Une fois la carte retournée, ne t’arrête pas à l’étiquette
Même avec une règle claire, regarde l’image. Le Trois de Deniers peut dire oui tout en murmurant une condition : vérifie d’abord les compétences de l’autre personne. Le Quatre d’Épées peut dire non tout en indiquant un délai : repose-toi trois jours et repose la question. La réponse binaire n’est jamais une fin ; c’est une hypothèse à tester dans le concret, pas une instruction à exécuter les yeux fermés.
Ce que le oui coûte, et ce que le non préserve
Pour sortir du réflexe « bonne carte = bonne nouvelle, mauvaise carte = mauvaise nouvelle », je regarde maintenant chaque réponse à travers quatre directions. Tu peux les garder sur un Post-it :
| Ce que la carte suggère | La question à te poser immédiatement |
|---|---|
| Oui | Quel effort ou quelle conséquence concrète accompagne ce oui ? |
| Non | Quelle limite ou quelle alternative ce refus préserve-t-il ? |
| Pas encore | Quel fait, quelle préparation ou quelle autorisation manque-t-il pour l’instant ? |
| Réponse mitigée | Quelle partie de la proposition est acceptable, et laquelle doit être révisée ou négociée ? |
Un oui n’est pas une garantie de facilité. Un non n’est pas un échec, mais un renseignement sur un chemin fermé au moment présent. Et « pas encore » est souvent la réponse la plus honnête que le tarot puisse offrir — elle ne te laisse pas sans direction, elle te demande juste d’identifier ce qui fait obstacle. Derrière une alternative binaire se cache presque toujours un compromis négociable ; tu n’as pas besoin d’accepter ou de rejeter l’ensemble d’un projet si une clause peut être modifiée.

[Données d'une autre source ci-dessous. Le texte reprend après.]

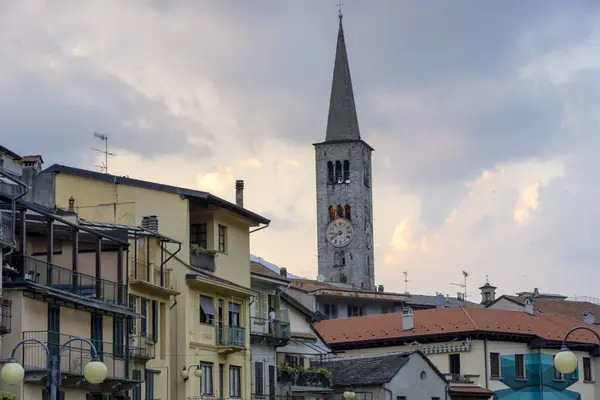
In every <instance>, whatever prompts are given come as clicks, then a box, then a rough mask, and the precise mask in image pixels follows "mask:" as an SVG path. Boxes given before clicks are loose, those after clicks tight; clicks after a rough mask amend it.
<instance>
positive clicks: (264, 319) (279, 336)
mask: <svg viewBox="0 0 600 400" xmlns="http://www.w3.org/2000/svg"><path fill="white" fill-rule="evenodd" d="M250 334H251V335H260V336H270V337H273V338H275V339H289V338H290V334H291V331H290V323H289V322H287V321H280V320H277V319H276V320H269V319H266V318H258V317H250Z"/></svg>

Ce que je refuse de demander à un oui-non
Je ne confierai jamais à trois cartes le soin de confirmer une grossesse, de diagnostiquer un trouble, de prouver une infidélité, d’évaluer un placement financier ou de mesurer un danger immédiat. Ces situations exigent des tests médicaux, des démarches juridiques, une confrontation verbale ou l’intervention de professionnels formés. Un oui symbolique peut générer une confiance illusoire là où les faits et la prudence doivent primer.
Je refuse aussi le tirage binaire quand je sens — ou quand la personne en face de moi sent — qu’un seul résultat est émotionnellement acceptable. Si tu sais que tu tireras une autre carte en cas de réponse qui te déplaît, arrête tout. Tu ne consultes pas le tarot, tu retardes un choix que tu as déjà secrètement fait. À ce moment-là, le plus utile n’est pas de retourner une lame de plus, mais d’écrire clairement l’action que tu veux entreprendre, et de poser une question sur la peur ou le coût qui y sont associés.

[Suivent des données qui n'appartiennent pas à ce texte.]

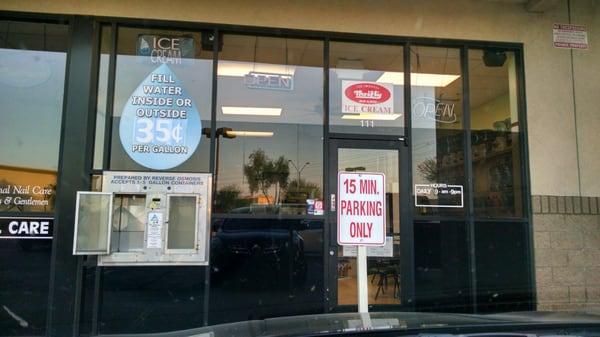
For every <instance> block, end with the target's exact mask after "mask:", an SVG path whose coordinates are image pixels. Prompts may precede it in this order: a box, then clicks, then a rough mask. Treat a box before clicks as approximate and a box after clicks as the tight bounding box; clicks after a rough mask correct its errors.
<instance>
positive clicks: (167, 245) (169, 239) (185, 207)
mask: <svg viewBox="0 0 600 337" xmlns="http://www.w3.org/2000/svg"><path fill="white" fill-rule="evenodd" d="M167 237H168V239H167V248H168V249H195V248H196V247H195V245H196V196H170V197H169V225H168V234H167Z"/></svg>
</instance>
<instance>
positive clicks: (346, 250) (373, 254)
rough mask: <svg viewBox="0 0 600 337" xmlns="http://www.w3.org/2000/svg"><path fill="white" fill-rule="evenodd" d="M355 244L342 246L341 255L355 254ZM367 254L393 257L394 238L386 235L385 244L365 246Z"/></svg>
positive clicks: (347, 256)
mask: <svg viewBox="0 0 600 337" xmlns="http://www.w3.org/2000/svg"><path fill="white" fill-rule="evenodd" d="M356 250H357V249H356V246H344V247H343V251H342V255H343V256H345V257H355V256H356ZM367 256H373V257H394V238H393V237H391V236H388V237H386V238H385V246H381V247H378V246H371V247H367Z"/></svg>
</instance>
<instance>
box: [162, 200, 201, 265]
mask: <svg viewBox="0 0 600 337" xmlns="http://www.w3.org/2000/svg"><path fill="white" fill-rule="evenodd" d="M171 197H188V198H191V197H193V198H194V199H195V202H194V205H195V207H196V209H195V212H194V248H192V249H181V248H169V227H170V226H171V214H170V213H171ZM199 202H200V195H199V194H196V193H174V194H167V202H166V212H165V213H166V217H167V219H166V221H165V223H166V226H165V242H164V243H165V248H164V249H165V253H166V254H194V255H195V254H197V253H198V225H199V223H200V221H199V216H200V214H199V212H200V207H199Z"/></svg>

La phrase à finir avant de poser ta question
Termine cette phrase à voix haute ou sur un carnet : « Les deux réponses restent possibles parce que… »
Si tu ne parviens pas à la compléter, ta situation demande un autre type de tirage — un comparatif, une exploration des options, un tirage de perspective. Pas un verdict.
Si tu arrives à la compléter, alors tu es prêt. Pose ta question, retourne la carte, et après le oui ou le non, laisse l’image te parler une minute de plus. Note ce qui te saute aux yeux avant de lui coller une étiquette. C’est peut-être le seul message que tu avais besoin d’entendre aujourd’hui.